First Sea Lord Edwin Anderson welcomed Secretary Roosevelt into his office. As admiral of the entire Confederate Navy, he was responsible for overseeing all the secret projects that the Secretary was cooking up... from the reasonable to the damnably foolish right out to the utterly insane.
So far as he was concerned, the project they were about to discuss fell firmly within the latter category. The new plans on his desk for the specialized ship were just too bizzare.

"Good morning, Sir! How goes things at La Paz?" Roosevelt was hopeful for his little pet project at the aerodrome in southern California. The Confederate Air Force assets there were seconded to Navy control for these tests. Specialized ships for trials had been put on hold, but simulated exercises on land had been ongoing since the first aircrews had arrived.
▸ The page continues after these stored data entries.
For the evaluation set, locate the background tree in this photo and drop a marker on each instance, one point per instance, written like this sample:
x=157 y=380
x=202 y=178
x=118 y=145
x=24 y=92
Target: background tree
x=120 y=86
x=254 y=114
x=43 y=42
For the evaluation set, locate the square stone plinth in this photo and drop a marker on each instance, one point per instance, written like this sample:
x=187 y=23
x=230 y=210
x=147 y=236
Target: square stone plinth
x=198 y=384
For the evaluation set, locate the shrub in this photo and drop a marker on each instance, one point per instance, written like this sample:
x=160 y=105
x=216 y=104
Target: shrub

"Things have reached an impasse, I'm afraid, Mr. Secretary. There can be no further testing without converting a test ship to see if it can be done. Practicing it on land can only take us so far. If we're really going to be able to test your theory, then we MUST see if it's possible to refuel and rearm them while actually AT SEA. The Air Corps is also wanting their airships back. I've managed to stave them off till the beginning of 1910, but after that, i cannot guarantee the continuance of thi..."

"That's a small bother, Sir, a small bother. By that time, I'll be President and I'll be able to force the Air Corps to comply!" *"My God... does the man's arrogance know no bounds" the sailor thought.* Roosevelt slapped his leg and continued "Yes, by 1912, I look to have the project perfected and completed. Perhaps the first ship will be completed before I leave office! BULLY! What a thought! Something completely new and innovative, and all at my insistence; mark my words, Sir, this will change the face of naval warfare! One day in the near future, we'll be able to use air assets to find battlefleets long before they contact us!"
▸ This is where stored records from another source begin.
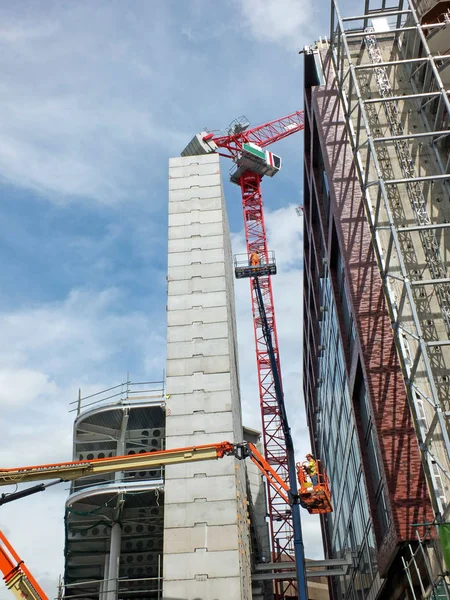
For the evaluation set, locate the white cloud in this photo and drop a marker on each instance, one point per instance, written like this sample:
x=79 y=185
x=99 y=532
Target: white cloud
x=282 y=22
x=18 y=385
"Yes, Mr. Secretary... perhaps we will- IF the sea will cooperate."

"I'm sure you'll find a way to force the sea into submission... your men always do!" And like a shot- without even a 'farewell', the cataclysmic cyclone that was the Secretary of the Confederate States Navy was out of his office, allowing blissful silence to return.

"If airships work at sea, you pompous, arrogant upstart, it'll not be because you made it happen." The First Sea Lord picked his coffee back up and began regarding the new draft plans for the ship that had arrived.
So 'ere's to you, Fuzzy-Wuzzy, at your 'ome in old Baghdad;
You're a pore benighted 'eathen but a first-class fightin' man;
We gives you your certificate, an' if you want it signed
We'll come an' 'ave a romp with you whenever you're inclined.

The Rock Doctor

BULLY! 

Awesome characterization there.

Carthaginian

Thanks much.
As always, I try to learn form my betters. ;)
So 'ere's to you, Fuzzy-Wuzzy, at your 'ome in old Baghdad;
You're a pore benighted 'eathen but a first-class fightin' man;
We gives you your certificate, an' if you want it signed
We'll come an' 'ave a romp with you whenever you're inclined.